Dalam laporan itu, Jatam menyebut salah satu kawasan strategis namun terpinggirkan dalam sejarah eksploitasi mineral di Indonesia ini tengah diubah, dari ruang hidup yang semula bergantung pada ekosistem hutan, sungai dan kebun, menjadi ladang konsesi bagi konglomerasi tambang nasional, transnasional, elit politik, dan jaringan militer.

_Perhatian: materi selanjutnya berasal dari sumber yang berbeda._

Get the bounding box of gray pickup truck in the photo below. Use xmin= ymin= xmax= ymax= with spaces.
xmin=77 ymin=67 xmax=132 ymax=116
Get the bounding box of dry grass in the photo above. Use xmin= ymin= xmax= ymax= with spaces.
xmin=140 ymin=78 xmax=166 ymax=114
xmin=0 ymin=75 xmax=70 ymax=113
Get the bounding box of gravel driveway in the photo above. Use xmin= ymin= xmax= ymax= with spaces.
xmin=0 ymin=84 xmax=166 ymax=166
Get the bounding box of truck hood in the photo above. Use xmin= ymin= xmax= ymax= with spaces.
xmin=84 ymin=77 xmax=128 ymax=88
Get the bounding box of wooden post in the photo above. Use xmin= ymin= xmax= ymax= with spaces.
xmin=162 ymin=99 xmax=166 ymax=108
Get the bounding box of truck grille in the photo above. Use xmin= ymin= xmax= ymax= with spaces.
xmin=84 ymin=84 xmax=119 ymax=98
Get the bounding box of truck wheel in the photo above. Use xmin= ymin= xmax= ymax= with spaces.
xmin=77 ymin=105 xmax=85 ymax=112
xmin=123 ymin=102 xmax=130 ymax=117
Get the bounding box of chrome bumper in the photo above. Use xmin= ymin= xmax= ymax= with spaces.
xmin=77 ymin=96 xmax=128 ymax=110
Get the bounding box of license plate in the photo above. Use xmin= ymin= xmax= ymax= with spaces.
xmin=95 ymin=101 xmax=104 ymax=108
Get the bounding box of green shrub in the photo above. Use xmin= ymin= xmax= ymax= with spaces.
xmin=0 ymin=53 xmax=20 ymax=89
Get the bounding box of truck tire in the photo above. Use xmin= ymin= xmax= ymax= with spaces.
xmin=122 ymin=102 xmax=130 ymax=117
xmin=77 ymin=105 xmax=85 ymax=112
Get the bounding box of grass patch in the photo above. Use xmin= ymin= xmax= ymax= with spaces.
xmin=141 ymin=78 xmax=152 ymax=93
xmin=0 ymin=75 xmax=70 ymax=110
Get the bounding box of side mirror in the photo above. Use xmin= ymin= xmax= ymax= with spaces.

Dalam penelitian ini, sedikitnya terdapat tujuh fakta lapangan ditemukan, yakni (1) penjarahan ruang hidup dan tatanan adat oleh ekspansi nikel, (2) skandal tumpang-tindih, manipulasi tapal batas dan pembiaran negara, (3) kolusi korporasi, negara, militer dan aparat penegak hukum, (4) kriminalisasi sistematis dan represi kolektif, (5) perang korporasi, saling lapor, persekusi hukum, oligarki hukum modal, (6) krisis sosial-ekologis, air, pangan dan identitas yang terampas, dan (7) absennya negara dan menguatnya kekuasaan oligarki.

Dua warga Maba Sangaji memantau operasi alat berat PT Position. Foto: Istimewa.

Dinamisator Jatam Maluku Utara, Julfikar Sangaji mengatakan, dalam dua dekade terakhir, Halmahera, terutama wilayah tengah dan timurnya, mengalami transformasi paling memilukan akibat penetrasi industri tambang nikel berskala besar, pencemaran Sungai Sangaji, matinya tanaman pangan (sagu dan pala), pecahnya konflik tapal batas, fragmentasi sosial, hingga kehilangan hak atas tanah dan masa depan.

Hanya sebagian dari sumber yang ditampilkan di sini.